Cependant, aux termes de l’article L. 244-12 du code de la sécurité sociale, le juge du contentieux de la sécurité sociale n’a pas le pouvoir d’accorder des délais de paiement en matière de cotisations et contributions sociales, cette faculté relevant exclusivement de la compétence de l’organisme de recouvrement.
La demande de délais de paiement sera dès lors rejetée comme étant irrecevable.
Sur la demande de suspension des poursuites et des intérêts de retard
Les demandes tendant à voir ordonner la suspension des procédures d’exécution et des intérêts de retard sont la conséquence directe des prétentions principales et subsidiaires rejetées.
Elles ne peuvent, en conséquence, qu’être également rejetées.

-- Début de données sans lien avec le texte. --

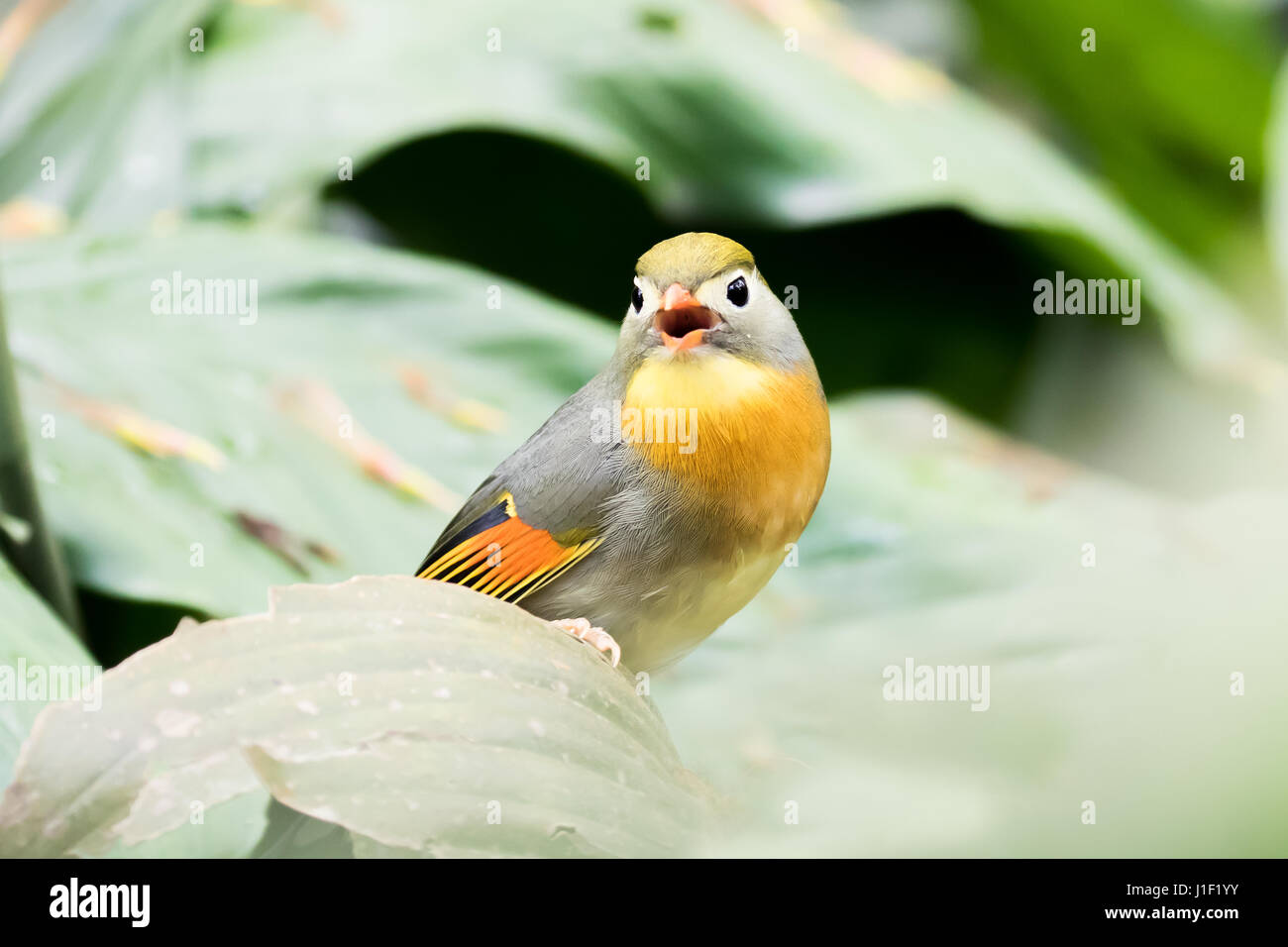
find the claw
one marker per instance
(595, 637)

Sur l’exécution provisoire
L’URSSAF sollicite le rappel de l’exécution provisoire en se fondant sur l’article 514 du code de procédure civile.

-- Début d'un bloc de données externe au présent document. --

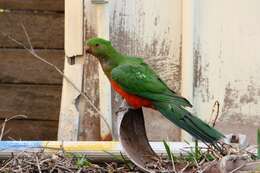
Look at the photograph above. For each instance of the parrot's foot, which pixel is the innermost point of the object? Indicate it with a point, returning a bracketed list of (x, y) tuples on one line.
[(124, 107), (121, 109)]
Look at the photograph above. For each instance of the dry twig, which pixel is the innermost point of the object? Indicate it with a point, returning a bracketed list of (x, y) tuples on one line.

Toutefois, en matière de contentieux de la sécurité sociale, l’exécution provisoire est régie par les dispositions spécifiques du code de la sécurité sociale, et notamment par l’article R. 142-10-6.
Il y a donc lieu de rappeler que la présente décision est exécutoire de droit dans les conditions prévues par ce texte, sans qu’il y ait lieu de faire application des dispositions du code de procédure civile invoquées à tort.
Sur les frais irrépétibles et les dépens
M. [D] [U] succombant en l’ensemble de ses demandes, sa demande au titre de l’article 700 du code de procédure civile sera rejetée.
Il y a lieu de le condamner aux frais de signification de la contrainte ainsi qu’aux dépens de l’instance, conformément aux dispositions de l’article R. 133-6 du code de la sécurité sociale et de l’article 696 du code de procédure civile.
PAR CES MOTIFS
Le Tribunal, statuant par jugement mis à la disposition des parties, contradictoire, et en premier ressort,
DECLARE RECEVABLE l’opposition formée par M. [D] [U] à l’encontre de la contrainte litigieuse ;
REJETTE l’ensemble des moyens de nullité soulevés par M. [D] [U] ;
DIT la contrainte fondée en son principe ;
FIXE la créance de l’URSSAF PACA à la somme de trois mille six cent quarante-cinq euros (3.645 €) en principal, outre les majorations de retard complémentaires jusqu’à parfait paiement ;
REJETTE la demande de délais de paiement ;
REJETTE la demande de suspension des poursuites et des intérêts de retard ;
REJETTE la demande de M. [D] [U] au titre de l’article 700 du code de procédure civile ;
CONDAMNE M. [D] [U] aux frais de signification de la contrainte ainsi qu’aux dépens de l’instance ;
RAPPELLE que la présente décision est exécutoire de droit conformément aux dispositions de l’article R. 142-10-6 du code de la sécurité sociale.
Ainsi jugé et prononcé par mise à disposition au greffe les jour, mois et an susdits.